Quand Lionne arriva à Madrid, Philippe IV, roi d’Espagne, n’ayant pas d’enfant mâle, l’infante Marie-Thérèse, l’aînée de ses filles, était l’héritière nécessaire de la monarchie espagnole. Cette considération, qui rendait Lionne d’autant plus pressant, détermina le refus du conseil d’Espagne. Lionne, qui espérait le succès de sa démarche le 4 août 1656, écrivait ce jour-là à la reine mère (Anne d’Autriche) : « Il est certain que je n’ai jamais rien vu de plus beau que l’infante, ni qui ait plus de grâce en son port et plus de bonne mine. Le lait n’est pas plus blanc qu’elle est blanche, et pour les traits du visage, elle ressemble tellement au roi que, si on ne les prenait pas pour une même personne, s’ils étaient déguisés, on jurerait tout au moins que c’est un frère et une sœur. » Six semaines après, convaincu de l’insuccès de ses tentatives, il écrivait à Anne d’Autriche : « Ayant eu occasion de revoir de plus près l’infante et de la mieux considérer que je n’avais pu faire d’un carrosse à l’autre qui étaient assez éloignés, je n’y ai pas trouvé la même beauté et les mêmes agrémens qu’il me semblait y avoir remarqués de prime abord[2]. « Le trait valait d’être signalé. Il

  1. Voyez les travaux de M. Chantelauze dans la Revue des 15 juillet, 1er et 15 août, 1er et 15 septembre 1877.
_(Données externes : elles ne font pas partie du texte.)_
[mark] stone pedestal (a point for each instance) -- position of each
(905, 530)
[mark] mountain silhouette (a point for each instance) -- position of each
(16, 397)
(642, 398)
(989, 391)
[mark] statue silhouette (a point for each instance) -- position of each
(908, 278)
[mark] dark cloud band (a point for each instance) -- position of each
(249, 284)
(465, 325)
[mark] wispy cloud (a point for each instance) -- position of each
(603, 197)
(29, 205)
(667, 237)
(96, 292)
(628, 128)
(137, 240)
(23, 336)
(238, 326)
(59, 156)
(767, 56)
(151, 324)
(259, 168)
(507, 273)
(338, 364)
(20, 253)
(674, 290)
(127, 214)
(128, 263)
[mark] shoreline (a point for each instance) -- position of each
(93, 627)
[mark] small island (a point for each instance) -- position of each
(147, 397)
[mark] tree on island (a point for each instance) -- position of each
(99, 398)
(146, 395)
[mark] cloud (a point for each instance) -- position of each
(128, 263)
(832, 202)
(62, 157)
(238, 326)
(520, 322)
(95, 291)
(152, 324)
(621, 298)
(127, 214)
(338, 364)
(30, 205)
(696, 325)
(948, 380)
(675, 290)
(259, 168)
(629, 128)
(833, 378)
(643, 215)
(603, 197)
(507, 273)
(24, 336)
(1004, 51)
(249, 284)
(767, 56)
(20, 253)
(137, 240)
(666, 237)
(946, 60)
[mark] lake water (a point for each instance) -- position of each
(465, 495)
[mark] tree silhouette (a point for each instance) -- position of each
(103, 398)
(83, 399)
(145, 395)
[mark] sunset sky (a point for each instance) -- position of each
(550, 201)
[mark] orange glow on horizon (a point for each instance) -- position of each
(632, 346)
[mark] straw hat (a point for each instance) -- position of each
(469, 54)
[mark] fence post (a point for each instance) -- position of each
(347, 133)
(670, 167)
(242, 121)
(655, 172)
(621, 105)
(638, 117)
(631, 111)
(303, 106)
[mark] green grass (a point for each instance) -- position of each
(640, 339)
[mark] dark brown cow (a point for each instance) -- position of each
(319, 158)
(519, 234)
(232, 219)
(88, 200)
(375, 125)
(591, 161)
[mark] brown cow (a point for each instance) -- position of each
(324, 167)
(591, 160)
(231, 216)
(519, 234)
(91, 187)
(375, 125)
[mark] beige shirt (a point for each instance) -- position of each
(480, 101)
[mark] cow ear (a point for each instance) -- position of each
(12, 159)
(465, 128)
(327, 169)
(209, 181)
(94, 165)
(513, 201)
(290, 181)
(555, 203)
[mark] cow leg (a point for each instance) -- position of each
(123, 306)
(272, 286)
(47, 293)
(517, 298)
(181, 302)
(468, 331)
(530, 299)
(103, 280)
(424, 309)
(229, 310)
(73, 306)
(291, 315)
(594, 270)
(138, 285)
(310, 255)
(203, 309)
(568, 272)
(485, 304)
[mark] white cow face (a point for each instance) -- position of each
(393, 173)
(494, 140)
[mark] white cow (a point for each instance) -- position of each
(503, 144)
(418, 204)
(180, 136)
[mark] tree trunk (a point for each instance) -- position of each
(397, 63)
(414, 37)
  2. Ces deux lettres sont extraites des Documens inédits sur l’histoire de France. — Négociations relatives à la succession d’Espagne sous Louis XIV, par M. Mignet, t. Ier, p. 35 et 37. C’est dans cet admirable recueil en quatre volumes que nous avons cherché les traces de Lionne, car tout y est plein de lui, tout y porte son empreinte.